Instinctively I gave the rod a short, sharp whack to set the hooks and the old silverback cod realised something wasn’t right and poured on the power. We got a close look at this enormous fish (estimated 130-140cm) some 30 minutes later, and after evading a brief encounter with the net, the fish popped the leader after burrowing back into his snag pile.

 

This massive cod was obviously king of the river and made sure that no other fish invaded his space. The fact that it had taken me the best part of fifteen years to even get this beast to bite shows how patient a cod can be. As fisherman, if we are to be successful in hunting these leviathans than we must exhibit similar patience.

 

Take notice of the small things

 

Its one thing to know where to find these great fish, and another to fool them inbig cod releaseto eating your lure. There are also a few little things that can also make the difference between photographing the fish of a lifetime and yet another story of a fish that got away.

 

It goes without saying that you should tie good knots, use sensible braid and leader, and have razor sharp hooks.

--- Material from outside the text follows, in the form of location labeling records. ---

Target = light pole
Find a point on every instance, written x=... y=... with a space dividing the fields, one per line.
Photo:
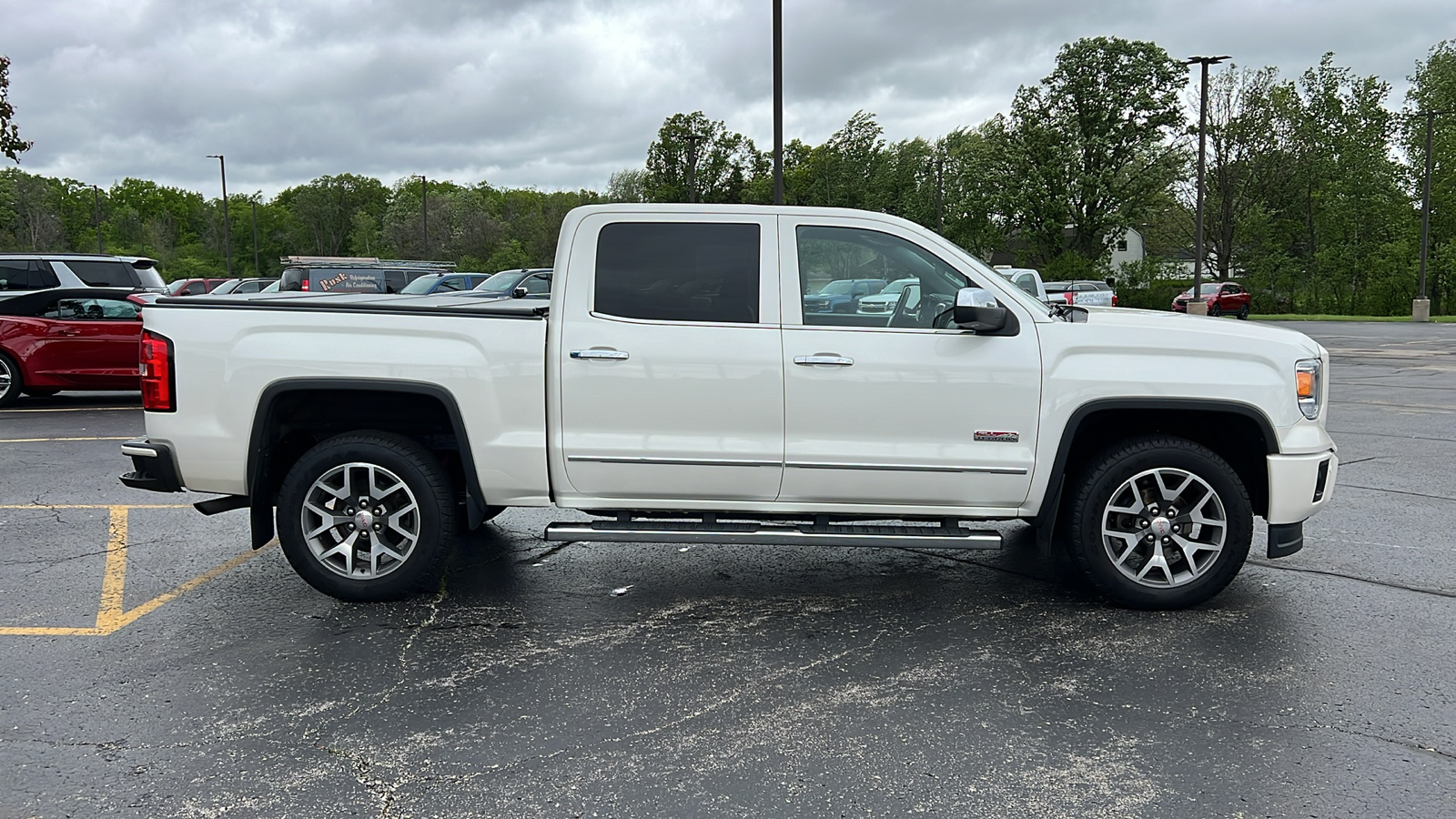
x=1196 y=305
x=692 y=165
x=257 y=268
x=424 y=212
x=1421 y=308
x=96 y=207
x=778 y=101
x=228 y=227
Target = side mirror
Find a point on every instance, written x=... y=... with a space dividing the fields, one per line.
x=976 y=309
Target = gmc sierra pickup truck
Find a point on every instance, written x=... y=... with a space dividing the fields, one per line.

Hooks are your only link to the fish and its worth making sure that they are touched up with a file or better still retrofit your lures with quality hooks such as ‘Owner’. Owner’s aren’t the type of hook you want your kids to play with, as they bite through anything (human skin is not an effective barrier) and hold strongly, but they are a hook that lands more fish.

 

When you hook up to a big fish, it pays to manoeuvre the boat toward mid river where there are less snags for the fish to dive under. Most cod will come up and have a look at you when hooked, and if the boat drifts toward the bank, it’s likely that the fish will take the opportunity and swim under a nearby log and pop the line. If you keep the boat in open water, this brings the fish toward you and away from trouble. Again it’s a small thing to think about, but it can save a bust-off. 

 

The Way Forward

 

As a fisherman and fishing guide, I believe the changes in 2007 to the NSW rules and regulations are the biggest step forward since the re-introduction of the fishing licence. The abolition of set lines protects the bigger fish somewhat, whilst the increase in the Murray cod legal length from 50cm to 55cm (and to 60cm in December 2008), effectively allows cod a chance to mature and get a season or two of breeding before they are taken for the table.

 cod head shot

Under the old regulations, there were too few fish growing to breeding size in many areas which limited genetic diversity and could ultimately result in fish pairing up that may not have produced the strongest offspring. This can also be said of hatchery fish where brood stock paired together may not have selected each other in the wild as the strongest and best mate. With more mature fish in the wild, when conditions are right, you have fish laying eggs in numbers that would be difficult to reproduce artificially. In addition, these fish should be of stronger genetic stock.

 

I am already noticing an increase in the average size of fish, so in another season or two, the average fish (even in hard fished waterways) should be around 55-59cm, which is about the size that cod start to give a reasonable account of themselves and are excellent lure prospects.

 

Freshwater fishing for Murray cod is only going to get better.